First Circuit
Case: United States v. Tkhilaishvili, No. 18-1027, 2019 WL 2366361, at *2 (1st Cir. June 5, 2019)
Type of Case: Criminal
Charges/Counts: Conspiring and attempting to commit Hobbs Act extortion (counts 1 and 2), in violation of 18 U.S.C. § 1951.
Rule(s) of Evidence Cited
- FRE 404(b)
Holding: The First Circuit upheld the district court’s admission of evidence of the defendants’ prior violent acts.
By way of background, the defendants were charged with extorting the victim by threatening to harm his property or his family if he didn’t give up a portion of an ownership interest in a business. At trial, the government sought to offer evidence that another person had told the victim of the defendants’ prior violent acts. The defendants argued that the district court should have excluded references to those other violent acts.

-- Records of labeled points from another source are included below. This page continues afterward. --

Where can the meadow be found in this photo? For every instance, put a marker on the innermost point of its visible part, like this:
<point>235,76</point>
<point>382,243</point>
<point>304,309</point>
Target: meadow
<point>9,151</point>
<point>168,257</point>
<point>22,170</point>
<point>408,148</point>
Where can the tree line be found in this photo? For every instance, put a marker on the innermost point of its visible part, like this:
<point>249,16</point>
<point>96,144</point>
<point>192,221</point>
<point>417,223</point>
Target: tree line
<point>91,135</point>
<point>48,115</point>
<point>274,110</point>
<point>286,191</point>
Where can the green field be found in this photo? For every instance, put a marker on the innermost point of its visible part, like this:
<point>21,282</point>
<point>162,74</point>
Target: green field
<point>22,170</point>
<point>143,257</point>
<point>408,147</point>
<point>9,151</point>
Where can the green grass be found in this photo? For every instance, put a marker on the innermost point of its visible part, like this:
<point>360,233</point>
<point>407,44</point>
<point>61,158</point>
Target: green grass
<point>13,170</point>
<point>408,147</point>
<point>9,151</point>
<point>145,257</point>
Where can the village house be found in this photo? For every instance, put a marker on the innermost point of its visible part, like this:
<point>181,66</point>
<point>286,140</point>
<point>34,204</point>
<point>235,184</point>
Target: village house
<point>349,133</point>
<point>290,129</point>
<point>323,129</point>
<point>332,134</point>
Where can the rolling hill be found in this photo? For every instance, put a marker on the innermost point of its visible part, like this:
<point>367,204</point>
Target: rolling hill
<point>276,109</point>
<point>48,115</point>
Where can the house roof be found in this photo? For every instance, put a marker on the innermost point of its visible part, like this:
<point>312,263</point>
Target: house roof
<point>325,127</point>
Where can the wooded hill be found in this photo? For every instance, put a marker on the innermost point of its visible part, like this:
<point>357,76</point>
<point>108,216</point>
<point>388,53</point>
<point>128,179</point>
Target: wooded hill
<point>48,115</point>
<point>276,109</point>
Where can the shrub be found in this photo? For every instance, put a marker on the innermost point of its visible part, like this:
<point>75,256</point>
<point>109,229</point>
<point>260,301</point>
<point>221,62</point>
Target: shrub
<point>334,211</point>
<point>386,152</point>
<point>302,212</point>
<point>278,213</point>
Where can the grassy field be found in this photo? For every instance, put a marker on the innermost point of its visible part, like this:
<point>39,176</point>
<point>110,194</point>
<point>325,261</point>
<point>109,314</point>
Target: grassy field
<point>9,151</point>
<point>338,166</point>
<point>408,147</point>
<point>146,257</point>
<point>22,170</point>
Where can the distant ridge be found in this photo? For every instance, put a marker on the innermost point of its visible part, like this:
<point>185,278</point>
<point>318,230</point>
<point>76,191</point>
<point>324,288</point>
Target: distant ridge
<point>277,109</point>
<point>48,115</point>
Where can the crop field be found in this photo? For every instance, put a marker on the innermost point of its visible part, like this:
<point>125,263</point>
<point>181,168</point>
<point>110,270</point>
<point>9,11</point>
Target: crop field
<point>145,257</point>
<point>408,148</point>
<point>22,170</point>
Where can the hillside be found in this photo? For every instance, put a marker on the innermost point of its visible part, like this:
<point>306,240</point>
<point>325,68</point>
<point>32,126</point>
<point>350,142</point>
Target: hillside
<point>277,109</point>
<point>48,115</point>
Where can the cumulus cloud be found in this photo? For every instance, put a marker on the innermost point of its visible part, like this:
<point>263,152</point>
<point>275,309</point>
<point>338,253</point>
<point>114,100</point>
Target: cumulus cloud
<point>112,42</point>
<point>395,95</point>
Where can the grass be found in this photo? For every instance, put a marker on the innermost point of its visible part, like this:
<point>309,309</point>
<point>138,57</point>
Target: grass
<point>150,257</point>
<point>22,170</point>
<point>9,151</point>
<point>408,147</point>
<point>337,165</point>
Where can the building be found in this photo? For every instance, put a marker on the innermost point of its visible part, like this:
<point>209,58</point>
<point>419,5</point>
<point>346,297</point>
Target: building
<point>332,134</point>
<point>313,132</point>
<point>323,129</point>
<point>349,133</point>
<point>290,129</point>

The First Circuit disagreed, holding that the prior acts were relevant to the defendants’ intent. The Court wrote:
“As the court below concluded, the evidence of prior violent acts was specially relevant to the defendants’ intent to threaten [the victim]. After all, ‘whether a defendant has attempted to induce fear in a victim depends only in part on what the defendant has said or done to the victim. It also depends on what the defendant thinks or reasonably should think the victim independently believes about the context in which both are operating.’ United States v. Goodoak, 836 F.2d 708, 714 (1st Cir. 1988). Where, as here, the defendants had reason to believe that [the victim] would have learned of their prior violent acts, they could rely on him ‘to put two and two together and to feel afraid.’ Id. Thus, the disputed evidence was relevant to a determination concerning what the defendants likely thought [the victim] believed about the context in which all three operated. It follows that the district court did not abuse its discretion in concluding that evidence of the defendants’ prior violent acts was specially relevant to the jury’s assessment of the defendants’ intent.
If more were needed — and we doubt that it is — evidence that [the victim] had been told about the defendants’ prior violent acts was also specially relevant to show [the victim’s] state of mind, including his reasonable belief in the defendants’ threats of violence. See Iwuala, 789 F.3d at 6. Where the question is whether the defendants’ ‘words and acts amounted to an attempt to induce fear, the jury is surely entitled to know whether those words and acts did in fact induce fear.’ Goodoak, 836 F.2d at 712. Similarly, evidence concerning the victim’s reasonable beliefs about the context in which he and his putative extorter are operating is relevant to show the victim’s state of mind. See id. at 713.”